A raccontare per primo dei rapporti con dell’ex carabiniere è stato l’avvocato Amara coinvolto in inchieste giudiziarie a Roma, Milano e Messina. Il 17 luglio scorso il professionista ha riferito agli uomini della guardia di finanza di Roma, indagini coordinati dal procuratore Paolo Ielo e dal sostituto Stefano Rocco Fava che era in realtà Calafiore a conoscere “Franco” e che quest’ultimo “aveva loro riferito notizie interne alle indagini e consegnato l’informativa di polizia giudiziaria del 15 settembre 2017 in formato Word”. Fatto che anticipava un’imminente perquisizione. Tre o quattro incontri nel convento della Capitale e il “favore” che sarebbe stato pagato in due tranche dopo un primo appuntamento preso con un contatto protetto – con wickr messengers – in un albergo in via Marsala a Roma, dove “Franco” avrebbe spiegato ai due avvocati di poterli aiutare in ciò che volevano. “Ci disse – ha riferito Amara – che ci avrebbe tolto dai guai sia per l’indagine di Messina sia per quelle di Roma avvalendosi dei suoi uomini”. L’avvocato Calafiore a sua volta avrebbe chiarito che 18 luglio ha detto di aver conosciuto “Franco” grazie ad Amara, presentato da Aurelio Maria Voarino, braccio destro dell’imprenditore Ezio Bigotti, uno dei presunti beneficiari delle sentenze aggiustate. “Ho letto tre informative – ha detto Calafiore -, due incomplete della guardia di finanza. Poi pen-drive e computer li abbiamo buttati nel fiume Tevere. Le informative erano contenute in chiavette diverse, le altre le ha tenute Amara”. Un rapporto stretto quello fra Voarino e il carabiniere.

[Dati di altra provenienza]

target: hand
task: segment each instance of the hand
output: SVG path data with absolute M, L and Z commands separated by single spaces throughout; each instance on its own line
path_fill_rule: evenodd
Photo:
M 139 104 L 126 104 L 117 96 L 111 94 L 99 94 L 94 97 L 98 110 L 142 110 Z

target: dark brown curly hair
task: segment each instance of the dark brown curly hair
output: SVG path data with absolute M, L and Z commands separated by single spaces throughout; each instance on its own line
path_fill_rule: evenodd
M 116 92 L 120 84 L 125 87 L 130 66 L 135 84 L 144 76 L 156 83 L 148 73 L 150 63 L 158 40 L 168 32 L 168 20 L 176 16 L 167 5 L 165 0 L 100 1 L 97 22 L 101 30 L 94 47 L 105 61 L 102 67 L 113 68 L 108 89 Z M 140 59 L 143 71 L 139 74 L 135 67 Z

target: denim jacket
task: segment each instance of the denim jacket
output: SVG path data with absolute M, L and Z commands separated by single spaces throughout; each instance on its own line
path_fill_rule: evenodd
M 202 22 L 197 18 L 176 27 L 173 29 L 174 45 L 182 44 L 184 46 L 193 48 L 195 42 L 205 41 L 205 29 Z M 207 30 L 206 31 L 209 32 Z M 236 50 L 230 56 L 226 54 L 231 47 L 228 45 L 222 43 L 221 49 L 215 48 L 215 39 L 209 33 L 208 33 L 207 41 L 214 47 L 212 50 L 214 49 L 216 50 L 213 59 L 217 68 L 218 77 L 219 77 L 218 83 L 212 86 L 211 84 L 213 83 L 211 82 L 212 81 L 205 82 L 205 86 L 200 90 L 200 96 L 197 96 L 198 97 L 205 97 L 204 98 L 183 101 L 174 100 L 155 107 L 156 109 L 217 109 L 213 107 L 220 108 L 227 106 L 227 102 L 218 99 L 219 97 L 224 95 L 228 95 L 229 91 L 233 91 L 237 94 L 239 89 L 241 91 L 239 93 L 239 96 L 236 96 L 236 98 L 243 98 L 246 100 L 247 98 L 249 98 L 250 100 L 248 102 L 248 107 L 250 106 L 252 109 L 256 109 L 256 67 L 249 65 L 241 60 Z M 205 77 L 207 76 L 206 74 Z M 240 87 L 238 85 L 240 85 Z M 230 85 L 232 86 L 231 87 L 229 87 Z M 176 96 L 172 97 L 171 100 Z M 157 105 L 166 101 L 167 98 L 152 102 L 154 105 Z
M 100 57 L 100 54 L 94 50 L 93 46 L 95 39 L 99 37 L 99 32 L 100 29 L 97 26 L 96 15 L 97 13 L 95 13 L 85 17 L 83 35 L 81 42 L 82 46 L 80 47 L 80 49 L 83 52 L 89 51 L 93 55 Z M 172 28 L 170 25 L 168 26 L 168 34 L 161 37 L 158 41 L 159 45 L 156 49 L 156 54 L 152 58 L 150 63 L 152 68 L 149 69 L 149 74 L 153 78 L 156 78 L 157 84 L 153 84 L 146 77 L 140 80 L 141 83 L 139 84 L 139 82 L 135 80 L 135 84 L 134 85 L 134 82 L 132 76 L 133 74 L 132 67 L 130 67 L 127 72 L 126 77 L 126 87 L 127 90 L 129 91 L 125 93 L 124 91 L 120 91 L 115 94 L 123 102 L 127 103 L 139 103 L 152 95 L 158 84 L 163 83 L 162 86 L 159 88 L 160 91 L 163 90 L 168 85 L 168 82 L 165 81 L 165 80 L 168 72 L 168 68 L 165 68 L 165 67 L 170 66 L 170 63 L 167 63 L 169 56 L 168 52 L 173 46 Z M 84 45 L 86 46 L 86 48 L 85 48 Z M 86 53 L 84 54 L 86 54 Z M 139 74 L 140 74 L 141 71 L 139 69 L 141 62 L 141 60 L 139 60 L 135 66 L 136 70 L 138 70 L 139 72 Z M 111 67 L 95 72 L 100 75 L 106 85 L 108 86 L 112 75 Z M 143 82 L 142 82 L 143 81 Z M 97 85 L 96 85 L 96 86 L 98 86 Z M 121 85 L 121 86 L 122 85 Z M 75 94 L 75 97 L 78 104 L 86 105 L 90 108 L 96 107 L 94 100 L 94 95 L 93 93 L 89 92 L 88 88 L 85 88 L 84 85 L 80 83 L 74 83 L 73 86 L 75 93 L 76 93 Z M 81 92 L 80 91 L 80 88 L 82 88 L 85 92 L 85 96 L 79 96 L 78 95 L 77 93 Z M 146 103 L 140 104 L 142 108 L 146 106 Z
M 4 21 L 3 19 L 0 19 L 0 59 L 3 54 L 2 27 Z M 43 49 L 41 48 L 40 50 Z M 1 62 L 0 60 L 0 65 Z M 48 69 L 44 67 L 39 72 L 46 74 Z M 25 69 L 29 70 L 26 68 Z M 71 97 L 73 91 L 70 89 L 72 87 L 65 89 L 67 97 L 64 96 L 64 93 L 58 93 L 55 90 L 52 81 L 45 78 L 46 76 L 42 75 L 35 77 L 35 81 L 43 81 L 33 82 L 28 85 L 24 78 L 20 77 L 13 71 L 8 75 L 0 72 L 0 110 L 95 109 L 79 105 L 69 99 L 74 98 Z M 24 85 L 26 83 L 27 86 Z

L’unico filone d’indagine ancora aperto per quello che riguarda nello specifico i fatti di Siracusa, con lo stralcio delle posizioni nell’inchiesta madre che coinvolge i Pubblici Ministeri siracusani, Marco Di Mauro e Maurizio Musco (quest’ultimo trasferito presso il tribunale di Sassari con l’incarico di giudice), sulle quali le indagini continueranno dalla procura di Messina; posizione che secondo gli ambienti giudiziari si sarebbe di molto alleggerita per gli avvenuti necessari chiarimenti investigativi. Per la rimanente parte delle varie inchieste che vede più indagati in diversi fascicoli del filone principale del “Sistema Siracusa”, saranno ora le Procure di Roma e Milano che dovranno imbastire i vari filoni d’indagini nell’ambito della complessa attività, tra le quali il caso Consip, il nuovo filone d’indagine che punta ai fatti del Consiglio di Stato, “corruzione in atti giudiziari”, alle presunte manovre di depistaggio per “condizionare le inchieste della Procura milanese Eni-Nigeria ed Eni-Algeria, filone dell’inchiesta che s’intreccia con le indagini delle procure di Roma e Messina, così come della mini tornata elettorale di Pachino e Rosolini. Fascicolo d’inchiesta aperta dalla Procura di Catania con le indagini delegate ai carabiniere del Reparto operativo del comando provinciale di Siracusa, poi passate alla Procura di Palermo e infine avocata dalla Procura di Roma. L’accusa formulata è di corruzione nell’ambito delle mini-elezioni a Pachino e Rosolini nel 2014. Fra gli indagati il deputato regionale Gennuso e gli avvocati Amara e Calafiore, ma anche gli onorevoli Lombardo e Romano. Sentiti a suo tempo dalla guardia di finanza alcuni politici regionali, quando furono eseguiti i controlli sulle movimentazioni di denaro e sui conti correnti di candidati e giudici; ma durante le indagini gli inquirenti s’imbattono in molte coincidenze con il “sistema ammazza-sentenze” emerso a Messina e Roma. In merito Enzo Vinciullo, con tono grave, in presenza dei colleghi deputati Bruno Marziano e Pippo Gianni, lancia l’allarme: “Ho saputo che faranno rifare le elezioni. Signori miei, prepariamoci perché sarà un bordello. Non lasciatemi solo…”. E in tal senso, secondo le indiscrezioni trapelate, i Pm romani titolali dell’inchiesta già nei prossimi giorni avrebbero in programma di convocare sia gli indagati sia le vittime.